Expats in Cyprus face higher taxes

by Ray Clancy on November 7, 2012

Government is looking at tax rises as opposed to spending cuts

Expats in Cyprus face paying higher taxes as the Cypriot government aims to save €975 million over the next four years to reduce its deficit gap, according to wealth managers.

It is understood that President Demetris Christofias is looking at tax rises rather than spending cuts, believing there is room for higher taxes, both direct and indirect.

These could include VAT increasing again, higher income tax and changes to local property taxes, says tax and wealth management provider Blevins Franks.
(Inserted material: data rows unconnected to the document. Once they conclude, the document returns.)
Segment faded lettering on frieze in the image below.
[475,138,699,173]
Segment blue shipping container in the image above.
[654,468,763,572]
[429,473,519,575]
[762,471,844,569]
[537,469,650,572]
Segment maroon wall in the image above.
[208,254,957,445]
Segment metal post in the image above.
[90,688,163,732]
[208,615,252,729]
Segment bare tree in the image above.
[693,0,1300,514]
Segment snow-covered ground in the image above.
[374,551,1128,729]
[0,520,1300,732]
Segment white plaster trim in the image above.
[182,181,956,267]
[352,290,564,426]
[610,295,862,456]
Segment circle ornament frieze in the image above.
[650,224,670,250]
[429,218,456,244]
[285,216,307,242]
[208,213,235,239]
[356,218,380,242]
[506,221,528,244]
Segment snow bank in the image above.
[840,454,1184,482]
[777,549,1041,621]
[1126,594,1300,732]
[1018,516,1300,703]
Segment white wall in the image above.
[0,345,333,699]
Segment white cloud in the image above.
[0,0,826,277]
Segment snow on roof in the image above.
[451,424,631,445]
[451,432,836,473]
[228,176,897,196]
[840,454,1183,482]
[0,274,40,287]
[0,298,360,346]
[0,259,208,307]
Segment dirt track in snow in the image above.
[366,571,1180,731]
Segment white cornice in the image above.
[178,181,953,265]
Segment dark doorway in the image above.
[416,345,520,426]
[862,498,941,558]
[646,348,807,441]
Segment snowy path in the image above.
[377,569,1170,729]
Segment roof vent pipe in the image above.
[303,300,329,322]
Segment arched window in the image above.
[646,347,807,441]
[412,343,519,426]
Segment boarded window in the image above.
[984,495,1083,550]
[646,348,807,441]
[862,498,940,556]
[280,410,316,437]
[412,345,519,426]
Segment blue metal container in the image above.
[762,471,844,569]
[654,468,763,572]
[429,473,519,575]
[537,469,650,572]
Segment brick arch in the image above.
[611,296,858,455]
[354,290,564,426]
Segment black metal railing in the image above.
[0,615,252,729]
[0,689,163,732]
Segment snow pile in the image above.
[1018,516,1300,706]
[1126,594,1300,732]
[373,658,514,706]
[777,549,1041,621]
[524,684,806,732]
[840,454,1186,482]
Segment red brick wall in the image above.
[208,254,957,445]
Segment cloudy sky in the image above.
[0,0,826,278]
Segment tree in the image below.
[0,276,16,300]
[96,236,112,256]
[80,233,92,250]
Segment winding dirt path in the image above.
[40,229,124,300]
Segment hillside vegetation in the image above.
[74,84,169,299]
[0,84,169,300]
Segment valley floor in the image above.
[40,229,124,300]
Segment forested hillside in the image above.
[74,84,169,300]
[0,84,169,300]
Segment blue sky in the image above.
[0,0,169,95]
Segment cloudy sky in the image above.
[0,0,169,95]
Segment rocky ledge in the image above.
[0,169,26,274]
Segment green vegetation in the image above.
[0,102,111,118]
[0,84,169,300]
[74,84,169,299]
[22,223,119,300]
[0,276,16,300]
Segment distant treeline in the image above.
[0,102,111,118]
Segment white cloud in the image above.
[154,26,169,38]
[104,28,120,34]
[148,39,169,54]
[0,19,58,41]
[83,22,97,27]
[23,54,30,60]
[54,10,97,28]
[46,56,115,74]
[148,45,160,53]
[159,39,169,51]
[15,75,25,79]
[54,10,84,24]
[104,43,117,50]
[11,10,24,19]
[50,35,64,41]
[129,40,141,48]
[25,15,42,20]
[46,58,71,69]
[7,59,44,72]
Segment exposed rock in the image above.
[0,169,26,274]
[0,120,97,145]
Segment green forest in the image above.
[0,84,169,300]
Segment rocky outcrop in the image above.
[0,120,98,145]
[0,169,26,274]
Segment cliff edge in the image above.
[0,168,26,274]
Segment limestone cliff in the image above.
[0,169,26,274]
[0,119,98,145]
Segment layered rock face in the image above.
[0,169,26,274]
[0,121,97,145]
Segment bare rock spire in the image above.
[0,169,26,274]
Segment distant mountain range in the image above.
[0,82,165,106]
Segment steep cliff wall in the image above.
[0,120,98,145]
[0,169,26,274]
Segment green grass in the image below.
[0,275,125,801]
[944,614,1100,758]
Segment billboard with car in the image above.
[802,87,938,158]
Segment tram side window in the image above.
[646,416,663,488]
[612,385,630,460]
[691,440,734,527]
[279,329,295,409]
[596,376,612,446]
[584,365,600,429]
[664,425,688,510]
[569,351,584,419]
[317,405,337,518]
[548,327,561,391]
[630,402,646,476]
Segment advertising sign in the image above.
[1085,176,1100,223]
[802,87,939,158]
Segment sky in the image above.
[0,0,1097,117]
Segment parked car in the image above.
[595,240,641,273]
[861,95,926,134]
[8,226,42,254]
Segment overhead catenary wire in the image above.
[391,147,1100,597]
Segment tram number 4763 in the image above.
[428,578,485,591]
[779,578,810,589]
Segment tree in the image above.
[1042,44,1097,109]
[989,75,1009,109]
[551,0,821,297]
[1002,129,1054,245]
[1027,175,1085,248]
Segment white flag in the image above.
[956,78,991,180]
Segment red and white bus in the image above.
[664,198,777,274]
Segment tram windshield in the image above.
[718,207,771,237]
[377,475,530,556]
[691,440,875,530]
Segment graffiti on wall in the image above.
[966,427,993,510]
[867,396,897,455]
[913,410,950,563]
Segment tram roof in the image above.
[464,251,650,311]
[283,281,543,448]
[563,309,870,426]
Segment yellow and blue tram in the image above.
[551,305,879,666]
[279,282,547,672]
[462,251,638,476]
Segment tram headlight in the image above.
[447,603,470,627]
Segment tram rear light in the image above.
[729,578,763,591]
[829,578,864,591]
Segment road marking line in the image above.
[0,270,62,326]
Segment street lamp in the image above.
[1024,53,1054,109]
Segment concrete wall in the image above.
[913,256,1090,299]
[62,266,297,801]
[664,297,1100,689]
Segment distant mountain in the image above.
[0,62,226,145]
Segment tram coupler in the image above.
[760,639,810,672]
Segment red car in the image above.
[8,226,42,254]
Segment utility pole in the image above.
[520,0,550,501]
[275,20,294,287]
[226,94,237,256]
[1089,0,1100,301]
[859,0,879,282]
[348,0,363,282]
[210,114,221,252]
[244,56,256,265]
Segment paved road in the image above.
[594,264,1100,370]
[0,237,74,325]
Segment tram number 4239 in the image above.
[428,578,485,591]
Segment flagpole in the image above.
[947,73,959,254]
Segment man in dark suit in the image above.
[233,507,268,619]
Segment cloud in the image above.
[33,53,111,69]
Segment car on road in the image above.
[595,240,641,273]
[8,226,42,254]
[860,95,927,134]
‘We understand that the government is considering reducing the taxable threshold for local property tax from €120,000 to €40,000, and also proportionally increasing the tax rates.

We cannot rule out the possibility that it will also look to earn more revenue from income taxes, whether from employment or income from capital,’ the firm’s latest analysis report says.

But it also points out that tax rates in Cyprus are still comparatively low compared with other popular expat destinations. When it comes to tax on investment income, in Cyprus it is 15% tax (defence contribution) on bank interest and 20% on dividends. Also there is still no tax on capital gains from shares and securities.

In Spain, for example, all savings income is grouped together and taxed at between 21% and 27%, depending on the amount. In Portugal the fixed rates of tax applied to bank interest and capital gains on securities increased from 20% to 25% last year.

Interest is taxed at 24%, dividends at 21% and capital gains at 19% in France, and French residents also pay 15.5% social charges. The government wants to start taxing this income at the scale rates of income tax, so higher earners will pay more tax.

When it comes to the scale rates of income tax, in Cyprus the top rate is 35% with a relatively high tax free threshold of €19,500. In Portugal the top rate is 46.5%, in Spain 52% and in France a new 45% rate is about to be introduced, plus a temporary 75% rate for income over €1 million.

‘Spain and France also impose wealth taxes and inheritance taxes, taxes which we have so far escaped here in Cyprus. Cyprus still applies a favourable tax regime for foreign pension income, and hopefully this will remain in place,’ the report points out.

Cyprus is also introducing new measures against tax evasion to help increase tax revenue. The government is looking to agree a withholding tax deal with Switzerland, similar to the Swiss/UK one due to start in January. Besides imposing withholding taxes on future earnings a retrospective one off levy will be applied to cover past unpaid tax.

The Cyprus Inland Revenue department will also start looking at visible wealth, in this case properties, to see how it compares to information the owner has supplied on his tax return. It has asked the municipal authorities for financial information on properties worth over €500,000 or which cover more than 400 square metres.

It also looks likely that in future every person employed in Cyprus will have to submit a tax return, even if they earn less than the threshold. Currently only around half of employees submit one.

‘Expats in Cyprus have benefited from a relatively benign tax regime so far. However times are changing and it is time to pay more attention to tax planning,’ the report concludes.

{ 1 comment… read it below or add one }

Chris June 17, 2013 at 12:55 am

I work on a oil rig in Indonesia, the company pays tax there on my behalf. I will be out of cyprus over 183 days a year. However my wife and three children will become residents there. How does this effect me with regards to income tax, will I have to pay to the Cyprus goverment?